Oklahoma was handed a shameful grade of D-plus. We’d be hard-pressed to find anyone who considers this ranking something to write home about. In fact, many of our children don’t seem to be able to “write” about much of anything.
According to Oklahoma Watch, an online hub for investigative and enterprise journalism, our state ranked 45th in per-pupil expenditures, with adjustments made for varying economies; 35th in percent of taxable resources funneled to education; 37th in the number of students earning at least a 3 on AP exams; and 42nd in the growth rate of students making a 3 or higher on those exams.
And we’ve fallen farther behind since the 2014 survey. Then, we had eight states lagging behind us: Alabama, Arkansas, West Virginia, Arizona, Louisiana, New Mexico, Nevada and Mississippi. Now, only the latter three are riding drag. Worse yet, we had 20 states behind us in 2013, and 24 in 2012, so a pattern seems to be emerging.
The problem is not with the teachers; not only will that old dog not hunt anymore, it’s been moldering in the grave for years. With class sizes increasing exponentially and funding stagnant or dropping, students aren’t getting the personal attention they need. Even the best teacher in the world can only do so much with limited resources.
The blame rests with state government, as is nearly always the case. Many of our legislators have been wetting all over themselves in their haste to give tax breaks to corporations and wealthy Oklahomans who already pay a comparative pittance. No doubt these bozos will barge ahead and give the “automatic” tax cuts that will mean maybe a buck or two a week extra for most of us, even though it will almost certainly mean a gargantuan deficit in next year’s budget. When it comes to priorities, short-sighted politicians are generally more interested in greasing their own skids – and those of their cronies and donors – than anything else. School children, who mostly can’t vote, are way down the list.

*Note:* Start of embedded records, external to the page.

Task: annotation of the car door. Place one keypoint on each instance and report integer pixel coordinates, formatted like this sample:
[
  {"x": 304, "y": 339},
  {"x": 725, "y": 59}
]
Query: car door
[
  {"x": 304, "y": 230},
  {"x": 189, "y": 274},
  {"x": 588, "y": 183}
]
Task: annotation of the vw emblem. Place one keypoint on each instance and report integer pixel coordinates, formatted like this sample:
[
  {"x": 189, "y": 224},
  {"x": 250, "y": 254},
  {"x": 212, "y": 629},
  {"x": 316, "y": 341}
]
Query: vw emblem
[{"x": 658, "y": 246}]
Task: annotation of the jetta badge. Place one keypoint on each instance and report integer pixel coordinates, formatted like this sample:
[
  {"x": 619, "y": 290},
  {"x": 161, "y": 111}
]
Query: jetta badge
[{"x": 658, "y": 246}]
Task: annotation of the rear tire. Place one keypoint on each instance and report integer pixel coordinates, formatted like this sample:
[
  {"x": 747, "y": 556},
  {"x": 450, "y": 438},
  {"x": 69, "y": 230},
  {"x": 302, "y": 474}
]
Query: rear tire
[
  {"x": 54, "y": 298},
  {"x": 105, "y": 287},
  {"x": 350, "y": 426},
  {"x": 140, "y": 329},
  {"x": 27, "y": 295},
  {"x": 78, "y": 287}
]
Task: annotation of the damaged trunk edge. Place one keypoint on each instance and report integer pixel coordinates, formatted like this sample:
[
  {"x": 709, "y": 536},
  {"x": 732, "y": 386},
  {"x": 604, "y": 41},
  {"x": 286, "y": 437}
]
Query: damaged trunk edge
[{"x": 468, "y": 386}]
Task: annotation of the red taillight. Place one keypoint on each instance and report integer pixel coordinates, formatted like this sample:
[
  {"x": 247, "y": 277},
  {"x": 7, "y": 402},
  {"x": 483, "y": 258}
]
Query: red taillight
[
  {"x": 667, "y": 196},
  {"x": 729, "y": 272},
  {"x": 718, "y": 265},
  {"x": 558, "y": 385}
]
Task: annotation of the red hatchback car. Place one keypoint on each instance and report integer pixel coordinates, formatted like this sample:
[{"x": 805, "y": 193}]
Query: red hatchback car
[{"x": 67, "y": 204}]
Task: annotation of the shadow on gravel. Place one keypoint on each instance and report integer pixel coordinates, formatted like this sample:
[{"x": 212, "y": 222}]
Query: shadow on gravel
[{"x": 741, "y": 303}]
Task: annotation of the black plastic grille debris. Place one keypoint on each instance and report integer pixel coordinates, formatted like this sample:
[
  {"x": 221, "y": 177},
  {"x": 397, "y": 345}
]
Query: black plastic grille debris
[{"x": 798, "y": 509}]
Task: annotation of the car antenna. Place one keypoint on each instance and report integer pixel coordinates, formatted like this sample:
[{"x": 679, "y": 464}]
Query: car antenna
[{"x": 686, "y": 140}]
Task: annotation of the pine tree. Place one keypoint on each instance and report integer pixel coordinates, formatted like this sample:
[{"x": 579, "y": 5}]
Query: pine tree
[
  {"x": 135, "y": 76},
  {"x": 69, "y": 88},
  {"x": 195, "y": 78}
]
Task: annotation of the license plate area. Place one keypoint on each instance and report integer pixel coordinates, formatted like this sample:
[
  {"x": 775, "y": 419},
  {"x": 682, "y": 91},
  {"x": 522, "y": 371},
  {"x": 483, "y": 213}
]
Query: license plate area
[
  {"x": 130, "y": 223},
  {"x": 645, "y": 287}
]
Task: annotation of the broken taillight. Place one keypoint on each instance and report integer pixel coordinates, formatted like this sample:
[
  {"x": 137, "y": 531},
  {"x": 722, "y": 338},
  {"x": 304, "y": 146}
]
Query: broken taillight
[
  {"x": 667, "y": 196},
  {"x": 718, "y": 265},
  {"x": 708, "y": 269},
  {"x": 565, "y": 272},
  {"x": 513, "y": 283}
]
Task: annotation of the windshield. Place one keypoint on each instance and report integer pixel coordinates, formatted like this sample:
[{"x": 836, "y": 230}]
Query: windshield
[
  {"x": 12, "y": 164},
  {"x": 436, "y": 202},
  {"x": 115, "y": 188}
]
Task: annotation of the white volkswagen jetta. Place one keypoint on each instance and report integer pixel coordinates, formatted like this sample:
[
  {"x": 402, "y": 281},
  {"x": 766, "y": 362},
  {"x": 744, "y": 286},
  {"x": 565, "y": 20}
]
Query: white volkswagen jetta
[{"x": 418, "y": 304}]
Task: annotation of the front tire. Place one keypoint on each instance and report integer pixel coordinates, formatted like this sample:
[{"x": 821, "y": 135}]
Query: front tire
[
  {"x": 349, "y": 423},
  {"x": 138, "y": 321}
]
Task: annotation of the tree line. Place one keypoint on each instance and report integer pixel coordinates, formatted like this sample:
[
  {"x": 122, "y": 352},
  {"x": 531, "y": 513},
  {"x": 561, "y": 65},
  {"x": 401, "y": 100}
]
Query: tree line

Gov. Mary Fallin’s communications director acknowledges the problem, and he told Oklahoma Watch she’s committed to using “every tool available to raise the bar in the classroom.” We’re curious about what tools she means; have those not been available during her entire tenure? The stats could be interpreted to suggest Okie kids have grown dumber since she took office. But in reality, the blame lies with the Legislature, which funds hundreds of useless projects and programs while giving schools short shrift. There’s also the disastrous choice of Janet Barresi as state superintendent, but mercifully, voters were smart enough to cast her out last fall. We hope she knows more about filling teeth than she does about education.
To read the full report and analysis, go to http://www.edweek.org/ew/qc/2015/state-highlights/index.html. Then, make some calls. You won’t need to call our closest lawmakers – Rep. Mike Brown and Sen. Earl Garrison – because they are firmly on the side of education. What you must do is call your relatives in other areas of this heavily gerrymandered state, and tell them to push their worthless representatives to take immediate action.
Since no industry or business wants to relocate to a state with a poor record in education, our future quite literally depends on it.